In 2018 the real estate market is forecast to carry on its positive growth path or at least remain stable as seen in 2017. The affordable housing market segment, with 1-2 bedroom units at the price of approximately VND1 billion ($44,000) apiece, is expected to be the main lead of the market this year.

The high-end segment, on the other hand, will go through massive restructuring in a bid to meet the market demand (as in the case of Vingroup and its high-end product Vincity). Meanwhile, the condotel and landed property segments are also predicted to grow rapidly.

Factors that will affect the real estate market this year include a pilot resolution recently passed by the National Assembly aimed for the specific development of Ho Chi Minh City and the city itself has put 19 programmes in place to develop a smart city.

During the period of 2018-2020 the real estate market will continue addressing the supply and demand gap to promote the sustainability of the market in the long term. The gap will be narrowed in a way that more affordable properties are to be built to meet the demand of mid- and low-income earners.

The city is seeking to reassign a third of its land bank designated for agricultural purposes to industrial and residential use. These land areas will then be utilised in developing Ho Chi Minh City into a smart city. The expansion of the city will run through the northwest, becoming the basis for the further development of the real estate market in the medium to long run.

Ho Chi Minh City has a total population of 13 million, three million of whom are migrants from other cities and provinces. The middle-income class is growing rapidly and the GDP per capita is expected to reach $9,800 by 2020, which will in turn boost the demand for residential properties.

The increasing population and the interconnected infrastructure system in the city have led to the expansion of the local real estate market, which now goes beyond the border of the city, extending to the neighbouring provinces, such as Dong Nai, Binh Duong, Long An, and Ba Ria-Vung Tau.

It is also worthwhile to note that a trend of co-operation between real estate enterprises has emerged lately. M&A transactions are anticipated to grow tremendously as a result. Also, thanks to the resolution on resolving bad debts as well as strong FDI and remittance flows into the property sector, the finances needed for the sector’s development are rather plentiful.

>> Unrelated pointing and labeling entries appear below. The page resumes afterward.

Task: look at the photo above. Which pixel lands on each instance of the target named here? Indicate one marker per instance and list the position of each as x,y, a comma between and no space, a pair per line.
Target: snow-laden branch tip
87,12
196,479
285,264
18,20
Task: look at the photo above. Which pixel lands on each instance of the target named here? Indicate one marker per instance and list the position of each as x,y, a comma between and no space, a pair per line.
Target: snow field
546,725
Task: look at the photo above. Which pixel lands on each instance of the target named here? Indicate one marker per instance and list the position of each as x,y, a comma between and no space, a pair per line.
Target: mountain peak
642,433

Industry 4.0, together with the Internet of Things, artificial intelligence, and green property development are the new trends that property investors and developers ought to take note of to meet the demand of the new generation.

On the note of a property bubble, we believe such an event is unlikely to happen this year as there is timely and effective monitoring by the government to keep things from going ugly.

Through the experience of the past property crises, all stakeholders are smarter now: from the government to investors, property developers, banks, and last but not least, homebuyers themselves.